BUENOS AIRES, Argentina — Buenos Aires's conservative Mayor Mauricio Macri won re-election by a wide margin Sunday, defeating the candidate backed by Argentina's left-of-center president, exit polls indicated.
Argentine media cited preliminary unofficial results in reporting that Macri got more than 60 percent of the votes in the runoff election against Sen. Daniel Filmus, who was hand-picked by President Cristina Fernandez to run against one of her strongest opponents.
"We ran a campaign of values: tolerance, dialogue, independence," said Maria Eugenia Vidal, Macri's running-mate. "We didn't want conflict but we remained firm with our convictions."
Representatives of Filmus said they would await official results before commenting.
As mayor of Argentina's capital, Macri has been a powerful counterpoint to the national government and considered running against Fernandez in this year's presidential election before deciding on a safer re-election bid.

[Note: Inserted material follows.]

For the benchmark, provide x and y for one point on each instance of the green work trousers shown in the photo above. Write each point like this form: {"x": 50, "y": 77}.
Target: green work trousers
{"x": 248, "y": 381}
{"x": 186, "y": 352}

Buenos Aires' 2.4 million voters account for nearly 9 percent of Argentina's voting population, so the city's election was being watched as a possible indicator of sympathies for the president just two weeks before the Aug. 14 presidential primary. Still, the capital's voters often pick mayors from parties that oppose the president.
Macri used his presidency of the popular Boca Juniors football club as a springboard to enter politics as leader of the center-right PRO party.
His victory Sunday was the second blow in as many weeks to Fernandez's governing Front For Victory party. On July 24, the president's candidate for governor of Santa Fe province came in third behind a socialist and a comedian who backed by Macri.